Gina Vaynshteyn
Updated Jul 22, 2014 @ 2:09 pm

You may have noticed that when you go pick out an emoji to properly and fully express yourself, you don’t have a huge variety of options to choose from. Okay yeah, you have the poop face, a poodle, shrimp tempura, and 12 different versions of a heart, but what you don’t have is a non-white, or non-heterosexual persona. Seems pretty simple to add, right? I mean, it’s 2014, how hard could it be to create an African-American face? Or a Latina/o face? Or a Middle Eastern face? Or an Asian face? Or two women holding hands? Or an interracial couple? Those additions seem pretty fundamental and the lack thereof severely misrepresents our diverse population. Although Apple has vowed to create more diverse emojis, they still haven’t come through.
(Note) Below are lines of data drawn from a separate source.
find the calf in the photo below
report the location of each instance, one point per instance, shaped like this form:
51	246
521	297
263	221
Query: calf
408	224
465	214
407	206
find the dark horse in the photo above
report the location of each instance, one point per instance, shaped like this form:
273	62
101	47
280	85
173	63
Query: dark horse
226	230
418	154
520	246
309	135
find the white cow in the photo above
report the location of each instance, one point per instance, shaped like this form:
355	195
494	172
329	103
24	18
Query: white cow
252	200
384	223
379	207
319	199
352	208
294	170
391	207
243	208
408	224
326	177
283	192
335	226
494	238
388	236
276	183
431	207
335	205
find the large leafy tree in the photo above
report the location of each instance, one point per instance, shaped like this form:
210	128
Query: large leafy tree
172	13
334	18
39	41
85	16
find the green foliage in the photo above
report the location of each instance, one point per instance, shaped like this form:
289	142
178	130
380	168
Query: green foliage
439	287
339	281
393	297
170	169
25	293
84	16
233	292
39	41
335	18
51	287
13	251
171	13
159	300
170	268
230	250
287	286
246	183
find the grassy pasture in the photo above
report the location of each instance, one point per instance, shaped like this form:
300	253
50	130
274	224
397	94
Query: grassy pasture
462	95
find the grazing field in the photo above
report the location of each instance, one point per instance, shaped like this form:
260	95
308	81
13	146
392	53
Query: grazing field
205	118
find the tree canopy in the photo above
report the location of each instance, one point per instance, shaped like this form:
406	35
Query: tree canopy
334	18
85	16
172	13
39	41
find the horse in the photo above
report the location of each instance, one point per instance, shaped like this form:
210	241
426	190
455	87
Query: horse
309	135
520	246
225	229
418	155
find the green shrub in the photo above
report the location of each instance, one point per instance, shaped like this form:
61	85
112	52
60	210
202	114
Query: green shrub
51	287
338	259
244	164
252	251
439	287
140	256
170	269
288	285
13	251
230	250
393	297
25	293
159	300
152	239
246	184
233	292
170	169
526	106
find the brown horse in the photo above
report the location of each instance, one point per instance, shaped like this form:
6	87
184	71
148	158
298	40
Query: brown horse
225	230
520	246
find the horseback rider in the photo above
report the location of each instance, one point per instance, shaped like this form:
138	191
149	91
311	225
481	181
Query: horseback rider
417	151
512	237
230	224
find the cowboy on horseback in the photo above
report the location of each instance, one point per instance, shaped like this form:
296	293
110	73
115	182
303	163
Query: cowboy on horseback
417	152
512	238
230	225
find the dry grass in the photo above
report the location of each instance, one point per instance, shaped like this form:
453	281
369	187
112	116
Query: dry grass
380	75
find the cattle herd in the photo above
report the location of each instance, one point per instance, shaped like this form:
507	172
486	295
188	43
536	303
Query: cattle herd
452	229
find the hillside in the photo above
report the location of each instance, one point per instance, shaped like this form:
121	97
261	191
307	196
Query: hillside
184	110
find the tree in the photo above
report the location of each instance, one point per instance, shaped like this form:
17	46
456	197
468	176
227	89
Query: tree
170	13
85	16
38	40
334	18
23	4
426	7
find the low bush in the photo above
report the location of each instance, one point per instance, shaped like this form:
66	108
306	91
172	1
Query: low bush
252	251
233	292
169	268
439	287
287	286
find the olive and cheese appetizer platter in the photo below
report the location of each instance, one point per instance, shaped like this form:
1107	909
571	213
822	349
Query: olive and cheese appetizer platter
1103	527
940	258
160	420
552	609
That’s where Katrina Parrott comes in.

A former Program Manager at NASA, Parrott decided to use her free time to create iDiversicons, “an app that offers over 900 diverse emoticons ranging from same sex and interracial couples to varying dog breeds and facial expressions.” The app offers hand gestures and symbols, but unlike the emoji app we have now, these gestures and symbols come in different skin tones. iDiversicons also promotes gender equality in the workforce and challenges stereotypes; Parrott created emojis such as female construction workers, and male nurses. You can use these emojis everywhere: Facebook, Twitter, text, Instagram, and e-mail.
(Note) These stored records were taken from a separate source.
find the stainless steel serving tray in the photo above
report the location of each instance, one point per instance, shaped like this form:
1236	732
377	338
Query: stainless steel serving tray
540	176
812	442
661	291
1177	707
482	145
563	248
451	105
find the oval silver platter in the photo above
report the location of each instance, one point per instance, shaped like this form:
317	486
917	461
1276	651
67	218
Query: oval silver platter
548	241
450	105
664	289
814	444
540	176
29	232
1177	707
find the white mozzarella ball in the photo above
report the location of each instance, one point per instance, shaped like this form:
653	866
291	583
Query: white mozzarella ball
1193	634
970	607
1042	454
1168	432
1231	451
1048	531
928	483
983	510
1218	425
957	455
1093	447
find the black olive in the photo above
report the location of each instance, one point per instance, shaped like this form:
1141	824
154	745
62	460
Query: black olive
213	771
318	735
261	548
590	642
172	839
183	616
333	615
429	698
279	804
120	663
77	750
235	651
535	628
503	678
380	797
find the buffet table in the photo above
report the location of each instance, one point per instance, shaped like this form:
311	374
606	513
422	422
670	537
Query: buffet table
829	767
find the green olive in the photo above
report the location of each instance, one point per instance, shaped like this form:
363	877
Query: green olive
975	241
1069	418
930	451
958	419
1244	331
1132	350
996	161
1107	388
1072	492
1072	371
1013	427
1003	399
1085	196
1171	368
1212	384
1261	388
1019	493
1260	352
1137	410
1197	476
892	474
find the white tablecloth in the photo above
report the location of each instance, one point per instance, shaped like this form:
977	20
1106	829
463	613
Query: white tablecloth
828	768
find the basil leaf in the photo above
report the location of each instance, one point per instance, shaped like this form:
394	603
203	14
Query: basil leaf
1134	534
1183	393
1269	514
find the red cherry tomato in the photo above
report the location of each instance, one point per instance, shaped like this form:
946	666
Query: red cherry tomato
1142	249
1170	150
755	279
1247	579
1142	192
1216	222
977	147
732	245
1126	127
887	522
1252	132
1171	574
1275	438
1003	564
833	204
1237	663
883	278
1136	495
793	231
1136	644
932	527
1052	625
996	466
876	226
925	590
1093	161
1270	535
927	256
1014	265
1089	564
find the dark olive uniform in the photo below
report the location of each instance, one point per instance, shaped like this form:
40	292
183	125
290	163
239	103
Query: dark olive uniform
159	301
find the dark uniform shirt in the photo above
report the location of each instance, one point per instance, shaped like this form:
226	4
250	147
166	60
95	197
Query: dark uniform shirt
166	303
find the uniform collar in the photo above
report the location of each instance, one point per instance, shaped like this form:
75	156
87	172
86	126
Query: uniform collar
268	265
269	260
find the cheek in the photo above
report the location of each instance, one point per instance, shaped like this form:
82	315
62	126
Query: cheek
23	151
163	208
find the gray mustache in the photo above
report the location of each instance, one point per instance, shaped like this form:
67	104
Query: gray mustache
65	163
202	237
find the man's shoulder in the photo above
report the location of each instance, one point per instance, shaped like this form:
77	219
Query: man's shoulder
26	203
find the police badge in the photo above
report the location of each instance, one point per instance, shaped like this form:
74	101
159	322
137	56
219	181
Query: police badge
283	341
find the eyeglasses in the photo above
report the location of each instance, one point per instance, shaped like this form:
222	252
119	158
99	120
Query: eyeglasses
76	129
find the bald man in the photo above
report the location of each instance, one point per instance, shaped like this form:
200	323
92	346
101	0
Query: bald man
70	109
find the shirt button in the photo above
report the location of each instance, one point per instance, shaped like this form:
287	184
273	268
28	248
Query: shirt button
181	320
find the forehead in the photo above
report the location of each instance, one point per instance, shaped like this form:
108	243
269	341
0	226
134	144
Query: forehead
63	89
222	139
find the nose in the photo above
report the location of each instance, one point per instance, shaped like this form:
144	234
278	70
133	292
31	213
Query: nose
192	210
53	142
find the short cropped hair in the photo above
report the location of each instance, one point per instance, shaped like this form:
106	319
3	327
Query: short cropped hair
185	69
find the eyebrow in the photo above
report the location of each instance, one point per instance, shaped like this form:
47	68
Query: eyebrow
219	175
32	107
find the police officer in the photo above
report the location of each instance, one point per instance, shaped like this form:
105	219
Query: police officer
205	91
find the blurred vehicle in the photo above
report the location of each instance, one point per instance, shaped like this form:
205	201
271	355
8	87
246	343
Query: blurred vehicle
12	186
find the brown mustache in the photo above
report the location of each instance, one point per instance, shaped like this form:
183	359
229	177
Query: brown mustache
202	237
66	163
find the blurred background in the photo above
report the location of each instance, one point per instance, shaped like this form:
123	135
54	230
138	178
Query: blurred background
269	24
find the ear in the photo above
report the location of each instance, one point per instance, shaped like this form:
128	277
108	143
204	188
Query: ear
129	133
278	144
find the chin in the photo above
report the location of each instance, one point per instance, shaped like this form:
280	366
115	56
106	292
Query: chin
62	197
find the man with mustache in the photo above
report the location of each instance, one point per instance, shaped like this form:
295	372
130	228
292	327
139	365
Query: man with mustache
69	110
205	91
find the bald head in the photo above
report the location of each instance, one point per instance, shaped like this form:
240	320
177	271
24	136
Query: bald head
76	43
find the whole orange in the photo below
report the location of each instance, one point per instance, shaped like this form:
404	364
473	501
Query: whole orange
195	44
When her daughter asked, “Why don’t emoticons look like the person sending them?” Parrott was inspired to lead the initiative to equally represent all races and sexual orientations, so she created iDiversicons. As an African American women, Parrott and her daughter wanted to use emojis that actually looked like them. So, Parrott bought the Apple’s Developer Program, hired someone who would help her illustrate, and taught herself how to create emojis. Um, yeah. That’s pretty badass.

iDiversicons has been available to us since October (how have we not known?!), but in May, Parrott raised over $2,000 to make her app even better; iDiversicons is now compatible with Android. Although it’s not as simple to use as regular emojis (you have to actually go into the app, find the image, highlight, copy, and paste the icon into the text box), it’s well worth the 45-second effort.

So, what now? Well, Parrott actually pitched iDiversicons to the Unicode Technical Committee (the “official” emoji people) in May, and in August she’ll meet with them to discuss options in implementing her app to the Unicode keyboard. However, adding her images to the Unicode keyboard will take time; it involves a two-step process that can take up to two years. HOWEVER, making an iDiversicons keyboard wouldn’t be as difficult or time-consuming. I guess we’ll just have to wait and see what happens.

Besides the fact that Parrott has created the first diverse emojis that finally represent a 21st century, progressive society, and speak volumes for racial, gender, and sexual equality, she’s also taking requests from users. For instance, she heard our cries over the lack of hot dog emojis, and you know what? SHE MADE IT HAPPEN. While we’re on the subject, can we pretty please make the unicorn emoji happen?